FPGA-Accelerated Correspondence-free Point Cloud Registration with PointNet Features
Keisuke Sugiura, Hiroki Matsutani
TL;DR
This work addresses fast, accurate 3D point cloud registration on resource-constrained edge devices by introducing FPGA-accelerated, correspondence-free methods. It combines a streamlined PointNet feature extractor with two dedicated IP cores, PointLKCore for PointNetLK and ReAgentCore for ReAgent, leveraging LLT-based quantization to keep all network parameters on-chip. The design achieves substantial speedups (tens of times faster than CPU and embedded GPUs) and dramatic energy efficiency while maintaining competitive accuracy, even under noise and large initial misalignments. The approach enables real-time registration on low-power hardware and demonstrates strong generalization to unseen categories and real-world scans, with design-space exploration guiding optimal FPGA implementations.
Abstract
Point cloud registration serves as a basis for vision and robotic applications including 3D reconstruction and mapping. Despite significant improvements on the quality of results, recent deep learning approaches are computationally expensive and power-hungry, making them difficult to deploy on resource-constrained edge devices. To tackle this problem, in this paper, we propose a fast, accurate, and robust registration for low-cost embedded FPGAs. Based on a parallel and pipelined PointNet feature extractor, we develop custom accelerator cores namely PointLKCore and ReAgentCore, for two different learning-based methods. They are both correspondence-free and computationally efficient as they avoid the costly feature matching step involving nearest-neighbor search. The proposed cores are implemented on the Xilinx ZCU104 board and evaluated using both synthetic and real-world datasets, showing the substantial improvements in the trade-offs between runtime and registration quality.
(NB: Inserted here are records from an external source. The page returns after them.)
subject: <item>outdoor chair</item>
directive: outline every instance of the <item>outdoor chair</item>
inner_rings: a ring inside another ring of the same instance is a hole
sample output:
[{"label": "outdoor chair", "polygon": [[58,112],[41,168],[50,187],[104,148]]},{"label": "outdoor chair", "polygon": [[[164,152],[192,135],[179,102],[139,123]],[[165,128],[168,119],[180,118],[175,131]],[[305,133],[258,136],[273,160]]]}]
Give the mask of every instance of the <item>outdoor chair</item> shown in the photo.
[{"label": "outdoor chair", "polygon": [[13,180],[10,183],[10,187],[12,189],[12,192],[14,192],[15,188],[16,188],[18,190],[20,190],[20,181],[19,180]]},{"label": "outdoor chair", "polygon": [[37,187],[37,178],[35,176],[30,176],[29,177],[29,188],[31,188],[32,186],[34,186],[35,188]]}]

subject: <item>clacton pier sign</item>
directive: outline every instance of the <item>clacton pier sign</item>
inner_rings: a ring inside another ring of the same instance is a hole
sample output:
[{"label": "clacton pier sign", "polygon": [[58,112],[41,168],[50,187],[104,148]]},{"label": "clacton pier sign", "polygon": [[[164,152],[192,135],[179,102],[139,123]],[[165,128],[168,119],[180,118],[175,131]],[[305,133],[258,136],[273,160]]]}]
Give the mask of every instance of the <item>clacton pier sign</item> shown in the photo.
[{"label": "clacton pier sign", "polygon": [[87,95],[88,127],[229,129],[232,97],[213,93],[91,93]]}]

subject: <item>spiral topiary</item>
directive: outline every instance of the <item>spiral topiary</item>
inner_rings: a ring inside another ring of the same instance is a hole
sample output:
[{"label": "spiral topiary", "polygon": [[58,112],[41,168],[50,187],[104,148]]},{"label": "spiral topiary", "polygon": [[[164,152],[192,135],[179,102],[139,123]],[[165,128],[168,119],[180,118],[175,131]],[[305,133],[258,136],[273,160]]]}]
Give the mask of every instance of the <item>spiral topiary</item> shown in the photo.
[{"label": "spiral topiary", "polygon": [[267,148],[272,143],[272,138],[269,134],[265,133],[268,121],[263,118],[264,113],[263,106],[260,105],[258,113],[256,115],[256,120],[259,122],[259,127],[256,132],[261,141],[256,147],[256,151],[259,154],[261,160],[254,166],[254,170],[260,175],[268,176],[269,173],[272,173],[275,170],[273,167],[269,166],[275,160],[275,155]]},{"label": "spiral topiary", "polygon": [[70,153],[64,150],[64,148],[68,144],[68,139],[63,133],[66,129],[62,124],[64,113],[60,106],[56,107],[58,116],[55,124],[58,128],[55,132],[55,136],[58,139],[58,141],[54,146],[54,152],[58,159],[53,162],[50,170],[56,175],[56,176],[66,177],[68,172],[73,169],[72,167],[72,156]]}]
They run 44.08-45.75x faster than ARM Cortex-A53 CPU and offer 1.98-11.13x speedups over Intel Xeon CPU and Nvidia Jetson boards, while consuming less than 1W and achieving 163.11-213.58x energy-efficiency compared to Nvidia GeForce GPU. The proposed cores are more robust to noise and large initial misalignments than the classical methods and quickly find reasonable solutions in less than 15ms, demonstrating the real-time performance.